At the Mercy of Tiberius eBook

This eBook from the Gutenberg Project consists of approximately 656 pages of information about At the Mercy of Tiberius.

At the Mercy of Tiberius eBook

This eBook from the Gutenberg Project consists of approximately 656 pages of information about At the Mercy of Tiberius.

The evil we most abhor generally espies us afar off, chases tirelessly, crouches at our feet, grimacing triumphantly at our impotence to escape its loathsome clutches; and Leo’s pride bled sorely in the realization that she had sold her hand and heart for base counterfeit equivalents.  In a crisis of keen disappointment, only very noble natures can remain strictly just, yet in arraigning her lover for disloyalty, this sorrowing woman abstained from casting all the blame upon him.  He had not intentionally deceived her, had not deliberately betrayed her trust; he was the unwilling victim of an inexplicable fascination against which she felt assured he had struggled sullenly and persistently; and which, in destroying the beautiful edifice of their mutual hopes, offered him nothing but humiliation in exchange.

Standing to-day beside the pyramid of scarlet geraniums, and velvety, gold-powdered begonias in the centre of the octagonal room, where the warm Spring sun shone down through the dome, falling aslant on the great snowy owl and the rose-colored cockatoo smoothing their plumes on the top of the glittering brass cages—­Leo contrasted the luxurious and elegant details of her lovely home with the grim and bleak cell where, in shame and ignominy, dwelt the young stranger who had stolen her throne.  A beggar by the road-side had filched from the queen in her palace, her crown and sceptre, and the pomp and splendor of royal surroundings only mocked and emphasized an empty sham.  Merely a trifle paler than usual, and somewhat heavy-eyed from acquaintance with midnight vigils, she proudly bore her new burden of grief with her wonted easy grace; but the pretty mouth was compressed into harder, narrower lines, and the delicate nose dilated in a haughtier curve.  Sooner or later we all learn the wisdom of the unwelcome admonition:  “Fortune sells what we believe she gives.”

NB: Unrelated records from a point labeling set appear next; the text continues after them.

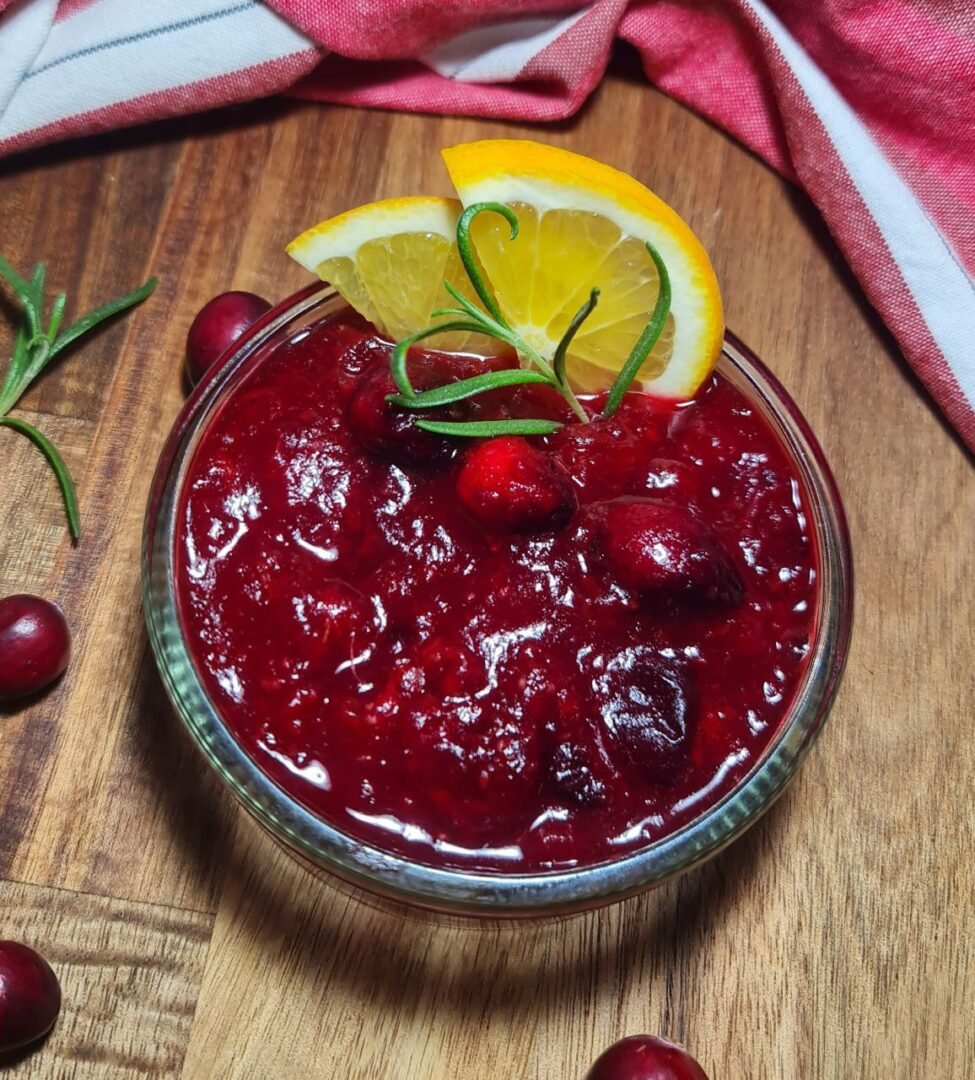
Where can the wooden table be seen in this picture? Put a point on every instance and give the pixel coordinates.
(837, 940)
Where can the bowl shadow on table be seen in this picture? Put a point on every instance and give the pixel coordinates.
(387, 957)
(197, 811)
(473, 971)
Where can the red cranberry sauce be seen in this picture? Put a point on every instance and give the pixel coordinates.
(492, 698)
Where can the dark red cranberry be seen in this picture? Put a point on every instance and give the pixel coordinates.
(29, 997)
(648, 709)
(388, 430)
(35, 645)
(662, 549)
(645, 1057)
(510, 484)
(217, 325)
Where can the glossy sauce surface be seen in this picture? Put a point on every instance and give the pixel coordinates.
(460, 694)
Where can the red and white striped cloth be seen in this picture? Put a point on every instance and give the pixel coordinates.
(868, 104)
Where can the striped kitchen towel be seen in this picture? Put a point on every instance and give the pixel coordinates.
(870, 107)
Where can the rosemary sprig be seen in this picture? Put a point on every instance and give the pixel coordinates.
(35, 348)
(469, 318)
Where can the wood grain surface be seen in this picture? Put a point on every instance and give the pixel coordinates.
(837, 940)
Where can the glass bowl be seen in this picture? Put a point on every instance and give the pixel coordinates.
(324, 847)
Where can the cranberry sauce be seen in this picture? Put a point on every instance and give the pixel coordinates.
(511, 655)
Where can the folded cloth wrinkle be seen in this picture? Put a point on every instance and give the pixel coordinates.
(870, 107)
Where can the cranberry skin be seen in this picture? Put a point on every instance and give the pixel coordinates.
(29, 996)
(646, 1057)
(661, 549)
(35, 645)
(388, 430)
(649, 710)
(509, 484)
(217, 325)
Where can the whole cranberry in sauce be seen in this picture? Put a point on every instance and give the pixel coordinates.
(509, 484)
(35, 645)
(217, 325)
(658, 548)
(646, 1057)
(29, 996)
(414, 649)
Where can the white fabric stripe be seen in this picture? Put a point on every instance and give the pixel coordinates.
(942, 288)
(499, 52)
(208, 39)
(24, 27)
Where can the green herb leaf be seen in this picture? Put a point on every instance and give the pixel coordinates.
(466, 252)
(466, 388)
(646, 341)
(35, 348)
(397, 362)
(558, 363)
(468, 316)
(487, 429)
(17, 284)
(68, 490)
(99, 314)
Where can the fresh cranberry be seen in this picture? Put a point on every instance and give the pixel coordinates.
(35, 645)
(658, 548)
(217, 325)
(510, 484)
(29, 996)
(648, 709)
(388, 430)
(645, 1057)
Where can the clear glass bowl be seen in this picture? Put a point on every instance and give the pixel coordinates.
(323, 846)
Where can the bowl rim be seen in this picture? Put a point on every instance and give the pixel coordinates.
(457, 891)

For two months Leo’s relations with Mr. Dunbar had been distinctly strained, and while both carefully avoided any verbal attempt at explanation, her manner had grown more distant, his more scrupulously courteous, but pre-occupied, guarded and cold.  Knowing that abdication was inevitable, she slowly revolved the best method of release, which promised the least sacrifice of womanly dignity, and the greatest economy of unpleasantness on the part of her betrothed.

During the week of the trial, she had seen him but twice, and immediately after he had been summoned to attend some suit in New Orleans, and had hurriedly bidden her adieu in the presence of others.  With punctilious regularity he wrote studiedly polished, graceful yet merely friendly letters, and like ice morsels they slowly widened the glacier creeping between the two.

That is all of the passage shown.